Mrs. Fisher regarded her keenly. "Well, now, Polly," she said, decidedly, "I shall go down and get that chain we were looking at. For you do need that, and your father and I are going to give it to you."
"Oh, Mamsie," protested Polly, "I don't need it; really, I don't."
"Well, we shall give it to you," said Mother Fisher. Then she went over to the bed and dropped a kiss on Polly's brown hair.
"Mamsie," exclaimed Polly, springing off the bed, and throwing her arms around her mother's neck, "I shall love that chain, and I shall wear it just all the time because you and Papa-Doctor gave it to me."

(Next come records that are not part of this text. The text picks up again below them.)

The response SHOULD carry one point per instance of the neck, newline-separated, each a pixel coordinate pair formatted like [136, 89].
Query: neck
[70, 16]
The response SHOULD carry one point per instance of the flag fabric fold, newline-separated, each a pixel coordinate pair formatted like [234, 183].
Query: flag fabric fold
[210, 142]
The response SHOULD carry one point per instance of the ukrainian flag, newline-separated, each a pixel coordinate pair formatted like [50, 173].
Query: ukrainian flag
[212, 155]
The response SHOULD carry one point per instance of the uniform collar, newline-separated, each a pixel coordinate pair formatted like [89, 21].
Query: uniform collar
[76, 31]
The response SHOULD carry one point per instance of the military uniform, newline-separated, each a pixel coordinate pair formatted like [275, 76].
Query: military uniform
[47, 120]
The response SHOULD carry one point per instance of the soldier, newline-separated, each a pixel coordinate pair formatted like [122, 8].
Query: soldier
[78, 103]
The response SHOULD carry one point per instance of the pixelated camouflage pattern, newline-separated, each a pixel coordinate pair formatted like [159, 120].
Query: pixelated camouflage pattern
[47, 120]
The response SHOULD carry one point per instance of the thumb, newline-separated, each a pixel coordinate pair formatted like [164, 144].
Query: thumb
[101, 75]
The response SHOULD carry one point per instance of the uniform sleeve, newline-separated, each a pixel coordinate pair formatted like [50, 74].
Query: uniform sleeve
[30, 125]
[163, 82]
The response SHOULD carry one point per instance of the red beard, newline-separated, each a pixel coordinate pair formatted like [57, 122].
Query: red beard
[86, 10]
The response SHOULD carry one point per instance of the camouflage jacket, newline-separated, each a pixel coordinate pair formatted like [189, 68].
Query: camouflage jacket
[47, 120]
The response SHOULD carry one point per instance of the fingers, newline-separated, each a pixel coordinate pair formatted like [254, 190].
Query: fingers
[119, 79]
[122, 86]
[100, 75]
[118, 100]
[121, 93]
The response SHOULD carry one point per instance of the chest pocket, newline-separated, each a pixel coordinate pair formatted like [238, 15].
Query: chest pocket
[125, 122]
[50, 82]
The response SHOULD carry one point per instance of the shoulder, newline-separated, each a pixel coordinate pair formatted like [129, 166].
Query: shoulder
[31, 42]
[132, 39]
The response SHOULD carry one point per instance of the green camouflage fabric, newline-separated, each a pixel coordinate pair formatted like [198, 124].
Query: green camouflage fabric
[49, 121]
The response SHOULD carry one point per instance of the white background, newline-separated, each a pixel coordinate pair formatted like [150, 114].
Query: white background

When they neared Paris, Adela drew herself up in her corner of the compartment. "I expect you'll stare some when you get to Paris, Polly Pepper."
"I've been staring all the time since we started on our journey, Adela, as hard as I could," said Polly, laughing.
"Well, you'll stare worse than ever now," said Adela, in an important way. "There isn't anything in all this world that isn't in Paris," she brought up, not very elegantly.
"I don't like Paris." Tom let the words out before he thought.